AN ACTIVE SEARCH FOR BETTER CHOICES

Thursday, September 2, 2010

The Lost Art of Busking

Tonight we took the kids to see the 1st Annual Street Magic Festival, run by the Man With His Mitts in Everything, John Maverick.  I had the good fortune of meeting him while performing last year and discovered that he lives just up the street from me, and since then it's been one failed attempt to collaborate after another.  In fact, I'm supposed to head up the hill tomorrow so we can figure out if I'm too tall to be sawed into thirds (I'm fairly certain it's every girl's secret dream to be a magician's assistant).

Our trip, more specifically, a handful of comments overheard, made one thing perfectly clear:  we've forgotten how to appreciate real talent.  Night after night, we'll watch people eat bull testicles, run ludicrous obstacle courses, and all manner of talentless human degradation and call it entertainment - but you run across a person on the street whose spent hours perfecting a slight of hand, or some juggling feat and it's "boring" or "weird."  Around the fringes of the festival, I caught a couple of comments:  "Oh, it's just people doing tricks, let's go find a bar," or (in one miserable case) "Are you ready to go?  I don't want to miss Project Runway."

Further into the festival, we learned that we could ask anyone with a badge to do a trick.  My kids were all eyes - people juggling diabolos and clubs, hula hooping (Monster's favorite), a slew of Parkour guys doing back flips off railings and each other (VERY cool, but we're already informing Monster about the amount of practice required to successfully perform such feats), and various magicians of all ages wandering around with decks of cards and coins.

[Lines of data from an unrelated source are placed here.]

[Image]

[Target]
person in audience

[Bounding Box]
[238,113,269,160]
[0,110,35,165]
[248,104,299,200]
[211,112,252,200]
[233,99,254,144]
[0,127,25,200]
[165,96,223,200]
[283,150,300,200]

More exciting for me was watching my kids discover intimately that people can do the seemingly impossible and giving them coins to distribute to the performers that truly fascinate them.  In this digital era, where the notion of arts patronage is something only the elite can do and pedestrians avoid eye contact with street performers, there's a lesson there for my kids - we support the amazing in our family, in every tangible way.